John Bingham

Sport
- Sport: Gaelic football
- Position: Full-back

Clubs
- Years: Club
- 2009-2019 2020-: St Mary's John Mitchels

Inter-county
- Years: County
- 2013-2018: Louth

= John Bingham (Gaelic footballer) =

Irish Gaelic footballer

John Bingham is an Irish Gaelic footballer who plays in defence for the John Mitchels club and is a former inter-county player with the Louth team.

He made his first championship start against Laois in the 2013 Leinster Senior Football Championship, a game which his county won, with Bingham scoring a point despite starting the game at full-back.

He was a regular starter for his county under managers Aidan O'Rourke and Colin Kelly, winning a National League Division 4 medal in 2016. His most recent championship appearance for Louth came in a 2017 qualifier defeat to Longford.

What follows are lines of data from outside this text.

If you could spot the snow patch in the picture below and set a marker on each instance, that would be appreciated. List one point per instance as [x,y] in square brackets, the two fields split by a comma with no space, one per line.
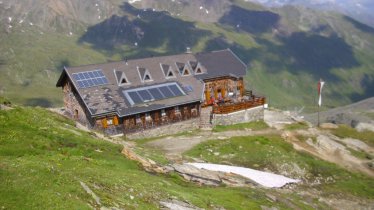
[263,178]
[133,1]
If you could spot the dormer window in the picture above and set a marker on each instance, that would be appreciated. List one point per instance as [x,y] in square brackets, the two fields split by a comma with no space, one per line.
[121,78]
[124,81]
[183,68]
[196,67]
[168,71]
[147,77]
[144,74]
[186,72]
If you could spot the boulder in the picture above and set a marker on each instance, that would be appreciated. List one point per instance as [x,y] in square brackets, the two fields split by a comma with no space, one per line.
[200,176]
[329,126]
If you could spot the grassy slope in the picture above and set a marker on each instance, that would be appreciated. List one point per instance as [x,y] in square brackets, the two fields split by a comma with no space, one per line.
[43,158]
[34,60]
[271,152]
[271,71]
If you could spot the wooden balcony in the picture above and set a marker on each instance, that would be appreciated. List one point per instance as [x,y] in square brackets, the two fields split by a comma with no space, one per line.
[229,107]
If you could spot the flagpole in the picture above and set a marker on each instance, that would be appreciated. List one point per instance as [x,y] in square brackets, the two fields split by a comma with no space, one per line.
[318,117]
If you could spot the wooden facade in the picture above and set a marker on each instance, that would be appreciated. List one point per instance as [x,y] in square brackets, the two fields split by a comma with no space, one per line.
[234,107]
[223,89]
[161,117]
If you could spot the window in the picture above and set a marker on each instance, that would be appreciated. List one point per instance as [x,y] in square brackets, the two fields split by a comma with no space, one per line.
[147,116]
[144,75]
[186,72]
[163,113]
[124,81]
[147,77]
[121,78]
[138,119]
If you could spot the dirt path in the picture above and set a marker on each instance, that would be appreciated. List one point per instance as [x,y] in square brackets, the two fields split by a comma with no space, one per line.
[174,147]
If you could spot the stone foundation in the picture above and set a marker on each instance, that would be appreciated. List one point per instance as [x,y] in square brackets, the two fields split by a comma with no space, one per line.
[248,115]
[170,129]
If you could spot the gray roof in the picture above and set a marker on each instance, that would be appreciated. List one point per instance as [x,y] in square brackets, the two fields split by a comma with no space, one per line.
[109,98]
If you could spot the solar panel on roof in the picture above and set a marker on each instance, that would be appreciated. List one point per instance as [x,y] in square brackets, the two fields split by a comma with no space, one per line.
[188,88]
[135,97]
[166,91]
[175,90]
[144,94]
[90,79]
[156,92]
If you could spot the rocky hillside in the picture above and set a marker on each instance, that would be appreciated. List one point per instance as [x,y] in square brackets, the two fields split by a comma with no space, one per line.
[287,49]
[361,10]
[49,162]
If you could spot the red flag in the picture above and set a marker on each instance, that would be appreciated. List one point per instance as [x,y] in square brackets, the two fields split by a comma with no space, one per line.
[320,86]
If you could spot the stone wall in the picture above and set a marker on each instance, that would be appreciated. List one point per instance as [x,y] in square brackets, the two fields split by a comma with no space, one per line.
[248,115]
[74,105]
[170,129]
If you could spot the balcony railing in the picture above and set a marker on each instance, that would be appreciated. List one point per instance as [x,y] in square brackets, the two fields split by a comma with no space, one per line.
[165,120]
[226,108]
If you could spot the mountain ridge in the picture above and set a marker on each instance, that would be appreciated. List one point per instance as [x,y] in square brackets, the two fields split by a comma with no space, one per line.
[287,49]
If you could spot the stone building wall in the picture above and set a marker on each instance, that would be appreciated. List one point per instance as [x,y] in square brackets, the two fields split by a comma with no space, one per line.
[169,129]
[248,115]
[74,105]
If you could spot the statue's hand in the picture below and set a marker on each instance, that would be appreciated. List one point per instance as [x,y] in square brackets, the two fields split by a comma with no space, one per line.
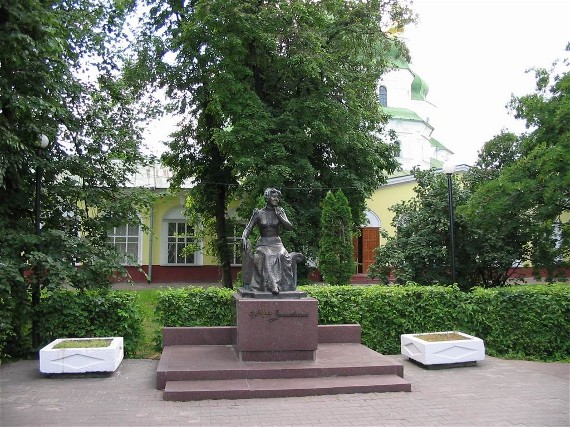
[245,244]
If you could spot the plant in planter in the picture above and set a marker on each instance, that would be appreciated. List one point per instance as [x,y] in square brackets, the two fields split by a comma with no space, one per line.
[81,355]
[449,348]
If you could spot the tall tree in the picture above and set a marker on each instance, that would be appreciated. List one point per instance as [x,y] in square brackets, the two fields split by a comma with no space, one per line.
[511,207]
[58,77]
[532,192]
[336,259]
[277,94]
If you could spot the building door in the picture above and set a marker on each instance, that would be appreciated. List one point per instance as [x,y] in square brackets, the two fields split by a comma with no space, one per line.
[370,241]
[364,247]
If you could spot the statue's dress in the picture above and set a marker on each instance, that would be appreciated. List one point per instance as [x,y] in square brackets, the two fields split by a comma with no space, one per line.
[272,265]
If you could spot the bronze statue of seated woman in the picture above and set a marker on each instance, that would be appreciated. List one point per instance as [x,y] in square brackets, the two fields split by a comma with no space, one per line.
[271,268]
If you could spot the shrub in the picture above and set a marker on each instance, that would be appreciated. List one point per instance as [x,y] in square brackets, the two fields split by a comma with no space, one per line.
[86,314]
[387,312]
[195,306]
[529,321]
[519,321]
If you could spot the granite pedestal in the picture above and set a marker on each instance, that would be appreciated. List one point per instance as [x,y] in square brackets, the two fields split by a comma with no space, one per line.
[269,330]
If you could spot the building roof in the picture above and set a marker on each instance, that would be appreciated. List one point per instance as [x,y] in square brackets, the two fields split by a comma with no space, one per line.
[402,113]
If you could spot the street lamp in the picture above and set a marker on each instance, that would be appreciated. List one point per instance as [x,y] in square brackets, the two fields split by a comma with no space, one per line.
[42,144]
[449,168]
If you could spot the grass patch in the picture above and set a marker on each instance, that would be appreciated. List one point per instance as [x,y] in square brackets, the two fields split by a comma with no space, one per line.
[441,336]
[90,343]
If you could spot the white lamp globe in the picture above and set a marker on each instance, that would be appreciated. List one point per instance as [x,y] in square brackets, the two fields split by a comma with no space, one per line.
[44,141]
[449,167]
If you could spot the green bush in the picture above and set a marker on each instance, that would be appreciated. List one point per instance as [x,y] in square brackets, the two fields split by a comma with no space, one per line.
[528,322]
[385,313]
[85,314]
[520,321]
[195,306]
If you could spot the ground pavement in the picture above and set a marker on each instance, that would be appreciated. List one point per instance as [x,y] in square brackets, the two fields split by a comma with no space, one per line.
[496,392]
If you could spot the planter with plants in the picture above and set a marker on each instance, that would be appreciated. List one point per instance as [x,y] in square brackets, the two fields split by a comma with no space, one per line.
[81,355]
[443,348]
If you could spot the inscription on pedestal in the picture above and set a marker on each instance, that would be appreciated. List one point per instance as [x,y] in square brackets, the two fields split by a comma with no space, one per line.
[289,327]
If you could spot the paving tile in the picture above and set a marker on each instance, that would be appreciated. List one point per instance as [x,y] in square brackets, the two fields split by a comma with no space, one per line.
[495,392]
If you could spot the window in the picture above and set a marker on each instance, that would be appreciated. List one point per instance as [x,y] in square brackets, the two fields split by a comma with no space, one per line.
[234,242]
[179,236]
[383,96]
[126,240]
[397,149]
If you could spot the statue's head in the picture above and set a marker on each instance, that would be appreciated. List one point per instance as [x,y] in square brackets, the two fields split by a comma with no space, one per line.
[270,192]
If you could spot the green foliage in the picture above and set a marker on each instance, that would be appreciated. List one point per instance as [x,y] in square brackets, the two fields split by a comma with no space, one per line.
[530,321]
[284,96]
[511,208]
[91,314]
[526,321]
[336,261]
[525,201]
[419,252]
[58,77]
[195,306]
[385,313]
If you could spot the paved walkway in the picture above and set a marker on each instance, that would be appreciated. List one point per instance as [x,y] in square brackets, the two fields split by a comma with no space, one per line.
[496,392]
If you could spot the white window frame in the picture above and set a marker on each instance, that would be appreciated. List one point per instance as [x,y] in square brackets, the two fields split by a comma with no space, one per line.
[176,215]
[112,236]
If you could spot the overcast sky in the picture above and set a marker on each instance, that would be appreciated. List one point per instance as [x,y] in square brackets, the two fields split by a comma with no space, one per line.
[473,55]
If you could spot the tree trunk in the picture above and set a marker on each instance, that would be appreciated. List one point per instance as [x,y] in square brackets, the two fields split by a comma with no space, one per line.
[221,236]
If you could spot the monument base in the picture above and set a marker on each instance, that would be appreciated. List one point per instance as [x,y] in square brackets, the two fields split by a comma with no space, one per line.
[249,293]
[276,329]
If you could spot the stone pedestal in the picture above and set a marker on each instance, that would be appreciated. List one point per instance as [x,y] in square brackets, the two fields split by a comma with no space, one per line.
[269,330]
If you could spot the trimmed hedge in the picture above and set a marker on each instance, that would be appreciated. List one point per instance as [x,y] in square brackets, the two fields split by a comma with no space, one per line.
[385,313]
[531,321]
[86,314]
[522,321]
[195,306]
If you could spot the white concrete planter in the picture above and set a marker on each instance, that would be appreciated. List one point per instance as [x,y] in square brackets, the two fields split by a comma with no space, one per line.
[81,360]
[458,351]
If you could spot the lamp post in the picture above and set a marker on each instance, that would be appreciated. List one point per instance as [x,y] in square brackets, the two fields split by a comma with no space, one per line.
[36,286]
[449,168]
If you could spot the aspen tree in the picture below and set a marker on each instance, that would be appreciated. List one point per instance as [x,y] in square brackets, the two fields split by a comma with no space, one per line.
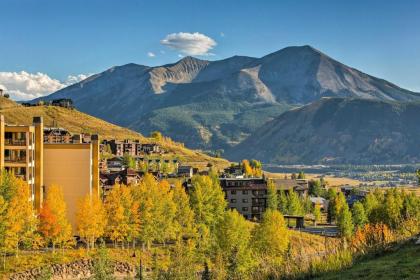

At club level, he lined out for St Mary's in their 2016 Louth Senior Football Championship final loss to Seán O'Mahony's. He was part of two Paddy Sheelan Cup successes for the Ardee side, in 2016 and 2018. He also played for Donegal Boston while travelling in the USA during 2019.

Bingham transferred to the John Mitchels club in 2020 and featured in their run to the 2021 Louth Junior Championship final, which culminated in a defeat to Glen Emmets.

Outside of Gaelic football, Bingham has played soccer for his local amateur side Ardee Celtic and ran for Ardee and District Athletic Club.